Winners for 2015

Last week, we crossed the last "t" and dotted the last "i" -- that's right; literature courses for 2014-2015 have officially concluded, and our 55 students are now free to explore all those great books they were saving for summer.

Believe it or not, Dreaming Spires breaks up in early May!

I'm rather proud of the fact that they're not all planning to disappear straight away. Their socializing in the secure environment is carrying on apace, and they're even using it to start book discussions with each other for the summer: Count of Monte Cristo, Hitchhiker's Guide, Watership Down ... the list is very interesting, and even includes some of the projects that they're writing themselves.

A jolly good motto!

As for me, I'm in the final throes of marking the last essays, drawing up the certificates, and enumerating their accomplishments in a detailed transcript, but tonight, I accomplished one of my favorite tasks of the whole year: announcing the winners of the award portions of the course.

I love giving awards!

Awards are just optional extras that I offer because they seem to motivate and challenge students. I originally started to include them after reading books about motivating boys in education: apparently, boys like the extra level of competition, and I know that my son has really responded to the challenge since they were introduced two years ago.

The awards are all virtual, being an online environment, but they are given for very tangible activities: best written narrations of the week, finding answers to obscure internet questions, and extending their experiences by cooking relevant historical recipes, or making a piece of art, or delving deeper into a text with graphs, maps, or even a bit of wider research,

At the end of the year, I total up these weekly bits of extra credit, and the students with the most marks in each category are sent -- not simply virtual prizes -- but a real, honest-to-goodness, mailed-through-the-post items like a pen, a Christmas ornament, a magnet, a sheet of stickers, or other little mementos, all with relevant designs such as Shakespeare, or knights in armor, or something more broody and moody to reflect our 19th-century novels.

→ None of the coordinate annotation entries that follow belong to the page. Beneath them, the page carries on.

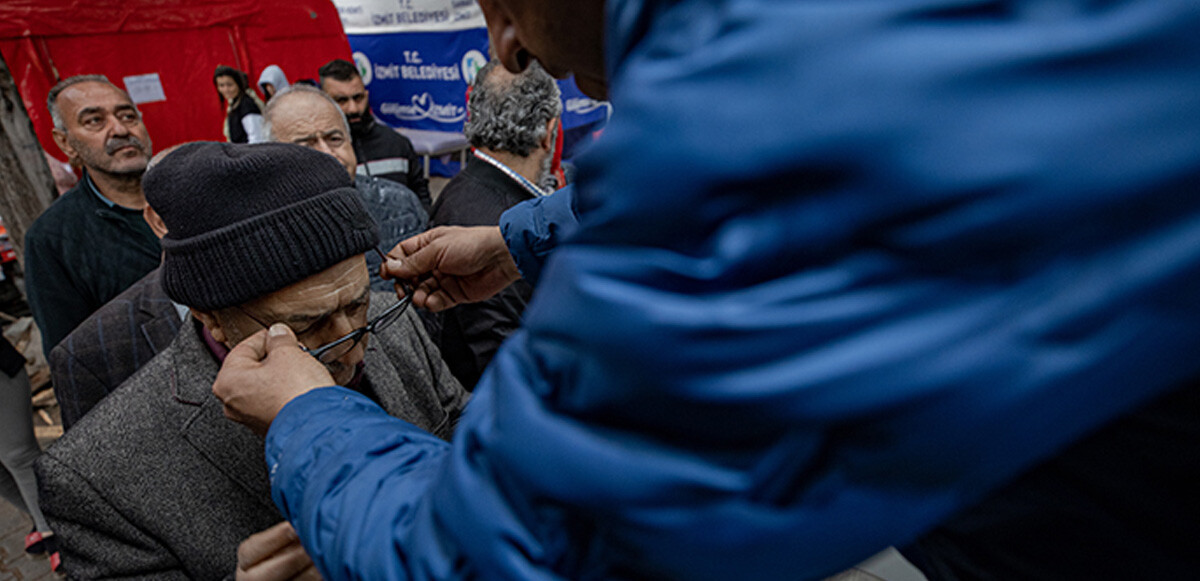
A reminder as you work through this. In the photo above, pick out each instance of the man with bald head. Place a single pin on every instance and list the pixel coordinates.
(841, 273)
(91, 243)
(304, 115)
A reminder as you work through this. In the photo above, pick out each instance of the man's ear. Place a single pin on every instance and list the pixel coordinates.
(213, 323)
(155, 221)
(60, 139)
(552, 129)
(503, 35)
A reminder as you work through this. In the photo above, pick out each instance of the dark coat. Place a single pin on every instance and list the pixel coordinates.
(81, 253)
(383, 153)
(155, 483)
(234, 129)
(471, 334)
(109, 346)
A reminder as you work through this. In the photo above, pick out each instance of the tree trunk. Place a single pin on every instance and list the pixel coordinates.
(27, 186)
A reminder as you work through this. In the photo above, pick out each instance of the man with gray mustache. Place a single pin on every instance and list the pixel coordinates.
(91, 244)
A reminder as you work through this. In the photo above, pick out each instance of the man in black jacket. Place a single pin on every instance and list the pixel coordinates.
(382, 151)
(91, 243)
(511, 125)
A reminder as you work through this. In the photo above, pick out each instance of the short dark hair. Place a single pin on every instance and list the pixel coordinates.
(339, 70)
(239, 78)
(511, 114)
(52, 99)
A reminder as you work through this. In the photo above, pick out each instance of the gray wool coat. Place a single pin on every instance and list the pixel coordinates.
(155, 483)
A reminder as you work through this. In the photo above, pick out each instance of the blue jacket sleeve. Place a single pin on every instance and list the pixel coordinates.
(840, 269)
(535, 227)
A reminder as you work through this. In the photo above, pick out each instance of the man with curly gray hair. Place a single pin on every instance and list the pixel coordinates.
(513, 125)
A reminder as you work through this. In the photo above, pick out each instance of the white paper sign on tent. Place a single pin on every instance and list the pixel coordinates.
(144, 88)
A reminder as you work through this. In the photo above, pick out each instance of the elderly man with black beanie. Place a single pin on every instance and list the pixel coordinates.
(155, 483)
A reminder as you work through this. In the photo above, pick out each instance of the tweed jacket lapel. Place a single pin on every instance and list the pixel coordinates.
(161, 318)
(229, 447)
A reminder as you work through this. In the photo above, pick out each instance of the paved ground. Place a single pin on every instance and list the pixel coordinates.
(15, 525)
(15, 563)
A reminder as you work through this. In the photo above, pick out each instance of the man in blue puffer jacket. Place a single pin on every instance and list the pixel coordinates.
(841, 269)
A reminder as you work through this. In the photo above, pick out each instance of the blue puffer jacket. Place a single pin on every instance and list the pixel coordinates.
(841, 268)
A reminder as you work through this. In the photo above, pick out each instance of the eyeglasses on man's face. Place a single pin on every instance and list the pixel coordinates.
(337, 348)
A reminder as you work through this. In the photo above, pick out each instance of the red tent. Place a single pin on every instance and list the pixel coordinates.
(181, 41)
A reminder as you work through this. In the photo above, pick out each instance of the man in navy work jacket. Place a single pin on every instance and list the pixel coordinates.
(841, 270)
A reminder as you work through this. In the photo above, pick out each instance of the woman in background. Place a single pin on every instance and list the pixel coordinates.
(244, 111)
(19, 449)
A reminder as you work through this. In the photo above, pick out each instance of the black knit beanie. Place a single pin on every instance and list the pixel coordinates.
(245, 221)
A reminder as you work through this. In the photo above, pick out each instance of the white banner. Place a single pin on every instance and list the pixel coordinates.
(370, 17)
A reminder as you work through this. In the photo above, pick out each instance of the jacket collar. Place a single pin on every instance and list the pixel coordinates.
(229, 447)
(162, 321)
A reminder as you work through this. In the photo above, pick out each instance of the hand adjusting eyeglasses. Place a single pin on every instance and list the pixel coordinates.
(335, 349)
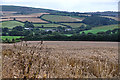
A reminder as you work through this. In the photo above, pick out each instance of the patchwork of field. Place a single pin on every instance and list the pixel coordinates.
(60, 59)
(58, 18)
(11, 24)
(115, 18)
(74, 25)
(48, 25)
(101, 29)
(29, 17)
(10, 37)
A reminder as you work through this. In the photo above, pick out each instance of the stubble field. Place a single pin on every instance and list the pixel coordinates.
(60, 59)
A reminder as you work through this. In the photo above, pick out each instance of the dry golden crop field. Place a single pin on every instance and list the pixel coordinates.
(29, 17)
(60, 59)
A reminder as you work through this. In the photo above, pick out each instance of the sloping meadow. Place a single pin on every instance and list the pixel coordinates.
(59, 60)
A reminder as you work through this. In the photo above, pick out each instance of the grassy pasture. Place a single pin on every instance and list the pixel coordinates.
(74, 25)
(101, 29)
(10, 37)
(47, 25)
(58, 18)
(11, 24)
(60, 59)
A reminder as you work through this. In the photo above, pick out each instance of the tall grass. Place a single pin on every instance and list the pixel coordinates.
(30, 60)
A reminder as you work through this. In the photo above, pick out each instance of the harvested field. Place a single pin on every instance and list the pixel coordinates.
(30, 19)
(60, 59)
(23, 18)
(58, 18)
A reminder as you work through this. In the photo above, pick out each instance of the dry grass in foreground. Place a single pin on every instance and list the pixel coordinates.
(59, 60)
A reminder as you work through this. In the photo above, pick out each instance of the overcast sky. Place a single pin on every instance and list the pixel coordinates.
(68, 5)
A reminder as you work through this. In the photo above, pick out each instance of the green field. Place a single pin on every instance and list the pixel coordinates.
(11, 24)
(74, 25)
(58, 18)
(10, 37)
(47, 25)
(101, 29)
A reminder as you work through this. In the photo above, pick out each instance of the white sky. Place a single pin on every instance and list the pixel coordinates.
(68, 5)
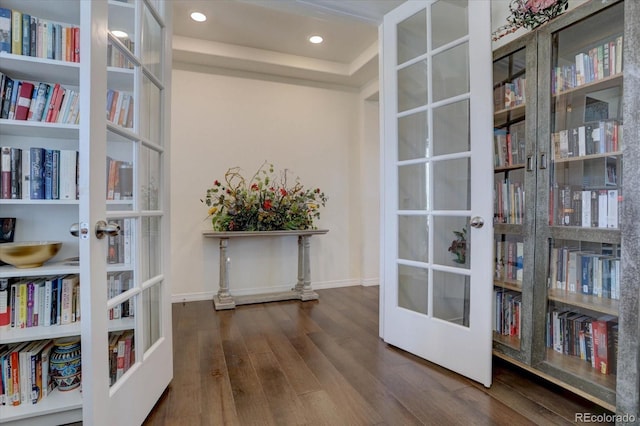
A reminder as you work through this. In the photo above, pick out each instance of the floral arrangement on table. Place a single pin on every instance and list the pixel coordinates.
(530, 14)
(266, 202)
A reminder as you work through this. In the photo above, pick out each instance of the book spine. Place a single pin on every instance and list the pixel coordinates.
(4, 302)
(16, 32)
(48, 174)
(36, 174)
(5, 28)
(24, 101)
(5, 172)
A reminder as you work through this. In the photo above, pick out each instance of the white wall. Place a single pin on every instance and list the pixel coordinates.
(221, 121)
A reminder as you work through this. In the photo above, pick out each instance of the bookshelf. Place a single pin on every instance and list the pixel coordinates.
(580, 267)
(124, 289)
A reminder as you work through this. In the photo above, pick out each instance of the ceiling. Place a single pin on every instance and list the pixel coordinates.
(269, 37)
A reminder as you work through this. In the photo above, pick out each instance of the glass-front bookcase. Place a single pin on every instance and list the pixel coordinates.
(585, 193)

Without further ado, our winners for this year are:

Middle Ages Literature:

Narration Queen = BB-W; Narration Princess = AE; 
Narration Duke and Duchess for getting medals on over 50% of their efforts, JD and LD

Blue Ribbon Queen = BB-W (again); Blue Ribbon Princess = AE (again)

Fun Activity Queen = OW; Fun Activity Princess = BB-W (again)

Crazy Lamp Essay Queen = BB-W (again)

Clearly, four podium appearances by BB-W are very impressive, so she will get a MAL Student of the Year Prize (probably TWO magnets! Woot! Woot!)

Renaissance Literature

Narration Queen = LD; Princess = NH

Blue Ribbon King = PD; Prince = CD

Fun Activity Coalition Government = PD (again) and ML; leader of the Shadow Cabinet = AH

(Obviously, a more cooperative group who liked to share the glory! Compare that to ....)

British Novel:

... where LE was the hand-down winner in all three categories, making him L the Imperial Emperor!!!!

LL and AR are the Narration Princesses, but LL also came second in Fun Activity and Blue Ribbon, making her the BritNov Imperial Madam (the rank just under Emperor in Chinese nobility ... yeah, yeah ... whatever ...).

If you have been named here as a winner of narration awards/optional challenges, you have put in a consistent performance that goes above and beyond the minimum requirements. Massive pat on your own back, since I can't personally reach it!